A commonly known success factor for ERP implementations is executive buy-in and support, which should be a key component of an effective ERP organizational change management plan. But what does this really mean?
Our firm is often called upon to clean up failed implementations, and a root cause for many of the issues that lead to failures is related to lack of executive support. In addition, our 2008 ERP Report finds that effective executive support is a key differentiator between successful, best-in-class implementations and failed projects that cost too much, take too long, and/or deliver few benefits.
Our experience shows that there are four dimensions required for effective executive buy-in:
1. Support for the ERP project. In its simplest form, executive buy-in should entail support for the project. This goes beyond approving the project and writing the checks; it also entails supporting ERP as a business transformation initiative rather than a technology or software project.

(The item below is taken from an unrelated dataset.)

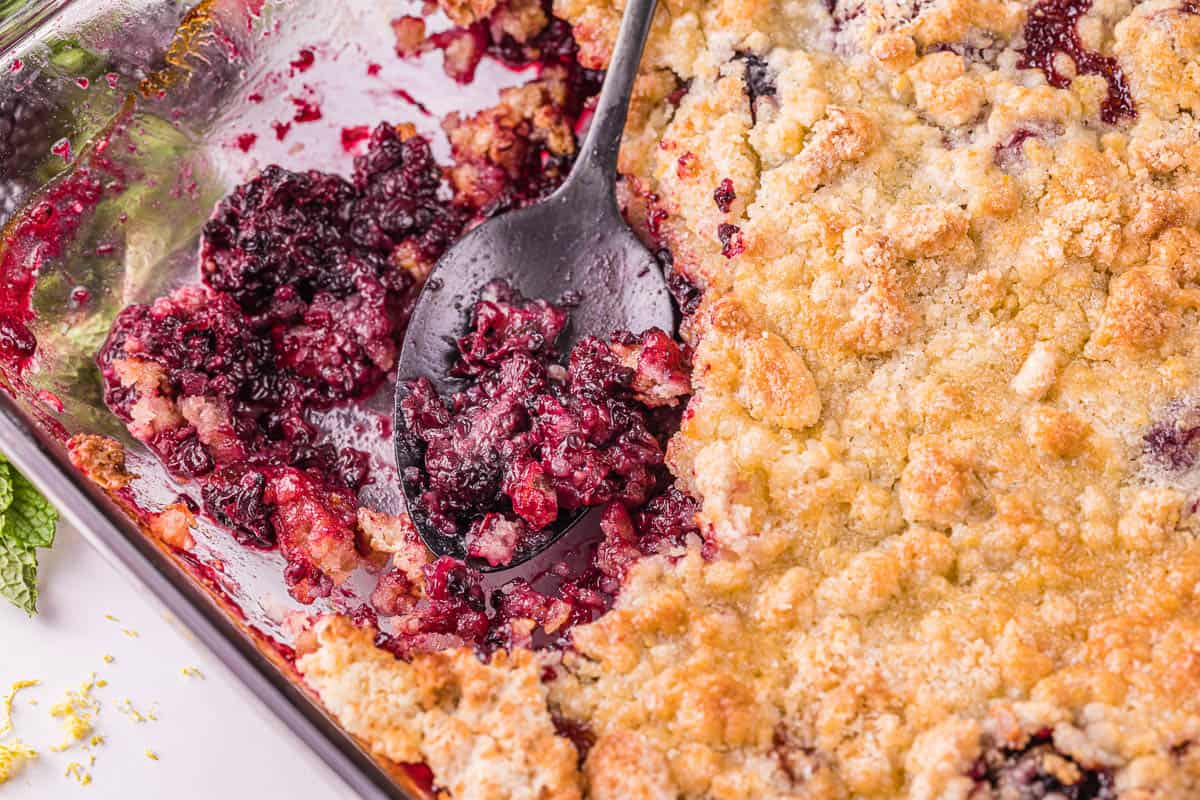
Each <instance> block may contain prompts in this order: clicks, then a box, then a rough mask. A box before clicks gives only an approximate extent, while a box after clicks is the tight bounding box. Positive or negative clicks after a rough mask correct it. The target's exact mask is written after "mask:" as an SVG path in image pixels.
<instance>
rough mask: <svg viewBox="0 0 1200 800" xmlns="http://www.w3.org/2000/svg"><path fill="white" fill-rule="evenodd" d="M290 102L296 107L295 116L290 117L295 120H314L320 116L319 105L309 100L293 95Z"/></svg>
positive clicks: (303, 120) (319, 109)
mask: <svg viewBox="0 0 1200 800" xmlns="http://www.w3.org/2000/svg"><path fill="white" fill-rule="evenodd" d="M292 104H293V106H295V107H296V113H295V116H293V118H292V119H293V120H295V121H296V122H316V121H317V120H319V119H320V116H322V115H320V106H318V104H317V103H314V102H312V101H310V100H306V98H304V97H293V98H292Z"/></svg>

2. Involvement in software implementation decisions. Executives often think that a hands-off approach is appropriate once the project has been approved. However, this is not the case. Given the flexibility and power of robust ERP systems, business processes and operational models can be defined in any number of ways within an ERP system. Therefore, while detailed project management is likely to be delegated to others, key decisions about how the business is going to be run need to be made and supported by the management team.
3. Commitment of resources. A common pain point of ERP implementations is lack of resources. While it often makes sense to leverage external ERP experts, these resources can never fully replace the knowledge and ownership of internal employees. The executive team needs to ensure that the company’s best and brightest are committed to the project and that additional resources are provided to support the implementation team’s day-to-day operational duties.
4. Communication with implementation team members and all employees. Employees need to know that the executive team fully supports the project. Therefore, periodic formal and informal communication from the company CEO or executive team says a lot about the degree of C-level support for the project. Although our organizational change management consultants often craft the messages that are to be sent by management to employees, executives need to agree with and deliver the messages in order for them to be effective.
These four areas should be addressed as part of a comprehensive ERP organizational change management plan. As our ERP research and client experience shows, doing so will go a long way toward ensuring a successful ERP implementation.